A scene that grows past a handful of objects becomes a maintenance problem — exactly like an unstructured codebase. When you drive Blender entirely through Claude Code, the names and structure are doubly important, because they are how you and Claude refer to things in plain language. A prompt like “move the front-left wheel up” only works if the front-left wheel is actually called car_wheel_fl and not Cylinder.004.
This part covers two habits that pay off immediately: enforcing clear, conventional object names, and using collections as the folder structure of your scene. You will never touch Python — you simply prompt Claude, and it applies the conventions across the whole scene for you.
Lesson 13: Naming Rules
Blender hands every primitive a generic, auto-incrementing name: Cube, then Cube.001, then Cube.002, and so on. Those names tell you nothing about what the object is, and they make natural-language prompts ambiguous. Teach Claude your naming convention early — before the scene fills up — and every object will arrive correctly labeled.
Use lowercase_snake_case with a category prefix and, where it helps, a position or index suffix. Good object names read like self-documenting identifiers:
car_body
car_cabin
car_wheel_fl
car_wheel_fr
car_wheel_rl
car_wheel_rr
garage_wall_front
garage_roof
crate_wood_01
barrel_red_01
Notice the patterns: a shared prefix groups related parts (car_, garage_), position codes disambiguate repeated parts (fl, fr, rl, rr for front/rear left/right), and a zero-padded index (_01) leaves room to add more of the same kind. Avoid names that are generic, vague, or one-off:
Cube.001
Cylinder.004
Thing
Object
FinalCar
Why FinalCar is a trap: like final_v2_REAL.psd, status words bake a moment in time into a permanent name. Describe what the object is, never where it sits in your workflow.

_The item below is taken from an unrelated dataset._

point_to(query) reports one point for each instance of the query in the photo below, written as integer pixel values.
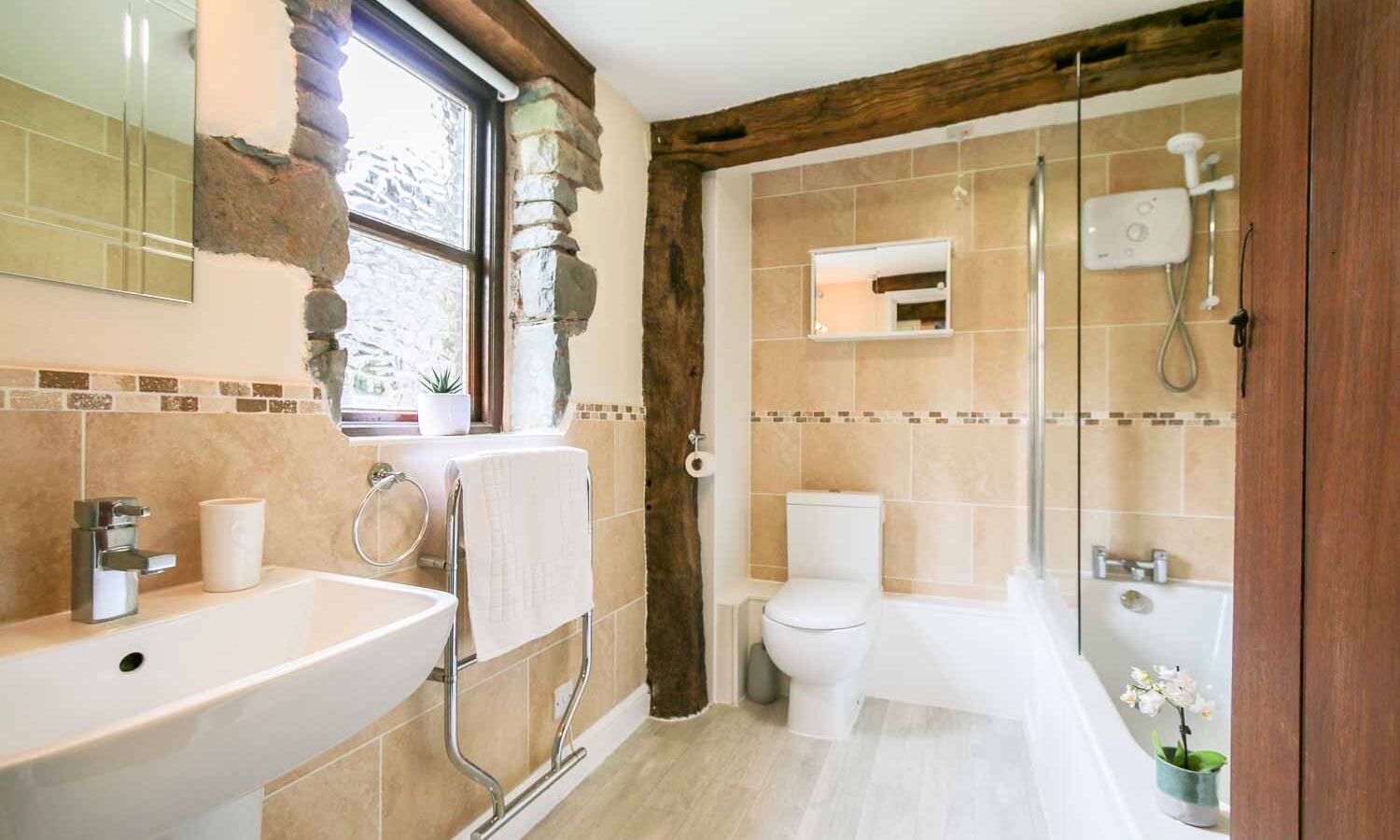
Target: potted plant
(442, 408)
(1186, 780)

Collections deserve the same discipline. Give them a consistent prefix so they sort together and read as structure rather than as random groups:
collection_environment
collection_vehicle
collection_props
collection_lighting
collection_camera
The most reliable way to keep names clean is to make the rule part of how you ask. Hand Claude this instruction up front, and it will name objects correctly as it builds — instead of leaving you a pile of Cube.001s to clean up later:
Name every object clearly using lowercase_snake_case. Do not leave objects named Cube, Cylinder, Sphere, or Plane.

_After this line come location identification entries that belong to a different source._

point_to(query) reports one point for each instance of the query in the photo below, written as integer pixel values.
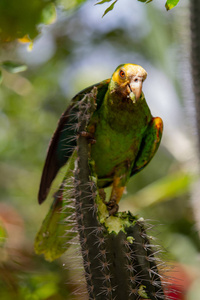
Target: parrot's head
(127, 81)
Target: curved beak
(135, 87)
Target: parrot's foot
(112, 207)
(89, 136)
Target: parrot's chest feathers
(118, 134)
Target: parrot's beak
(135, 87)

Build a small scene of four or five primitives without specifying names, so Claude leaves the defaults (Cube, Cube.001, and friends). Then send the prompt above and ask Claude to rename everything using lowercase_snake_case based on what each object represents. Finally, prompt “list every object in the scene with its name” and confirm no generic primitive names remain.
Lesson 14: Collections as Project Structure
Collections are Blender’s folders. They let you group objects, show and hide whole groups at once, and keep the Outliner readable as a scene grows. For a developer, the mental model is simple: a collection is a directory, and your objects are the files inside it. A well-organized scene has a shallow, predictable tree where every object lives in exactly one obvious place.

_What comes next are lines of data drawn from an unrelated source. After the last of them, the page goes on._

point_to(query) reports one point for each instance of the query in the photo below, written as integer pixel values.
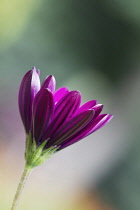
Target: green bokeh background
(92, 46)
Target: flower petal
(91, 127)
(29, 87)
(43, 108)
(72, 126)
(65, 108)
(87, 105)
(49, 83)
(60, 93)
(98, 108)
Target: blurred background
(92, 46)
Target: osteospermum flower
(54, 119)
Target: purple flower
(56, 116)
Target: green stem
(26, 173)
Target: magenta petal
(60, 93)
(91, 127)
(98, 108)
(65, 108)
(87, 105)
(72, 126)
(102, 122)
(49, 83)
(43, 108)
(29, 87)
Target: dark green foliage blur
(65, 38)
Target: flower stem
(26, 173)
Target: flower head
(54, 119)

Here is what a tidy scene looks like — a top-level scene grouping with one collection per concern, and clearly named objects inside each:
garage_scene
├── collection_environment
│ ├── ground_plane
│ ├── road_main
│ └── sidewalk_left
├── collection_building
│ ├── garage_wall_front
│ ├── garage_roof
│ └── garage_door
├── collection_vehicle
│ ├── car_body
│ └── car_wheel_fl
├── collection_props
│ ├── crate_wood_01
│ └── barrel_red_01
├── collection_lighting
│ └── area_light_main
└── collection_camera
└── camera_main
Separating concerns this way makes the scene easy to work with: hide collection_building to see inside the garage, toggle collection_lighting while tuning a look, or export only collection_vehicle when you need the car on its own. Claude can build and maintain this structure for you — you just describe the layout you want and let it sort the objects in:
Organize the scene into collections:
- collection_environment
- collection_building
- collection_vehicle
- collection_props
- collection_lighting
- collection_camera
Move any misplaced objects into the correct collection.
Run this on a flat scene and Claude inspects what exists, creates any missing collections, and moves each object into the right one — turning a single undifferentiated list into the structured tree above, with no manual drag-and-drop in the Outliner and no Python on your part.
Take the renamed scene from Lesson 13 (or build a fresh garage scene) and send the organize prompt above. Open the Outliner in Blender 5 and confirm the collections were created and populated as expected. Then deliberately create one new object at the scene root, re-run the prompt, and verify Claude moves the stray object into the correct collection without disturbing the rest of the tree.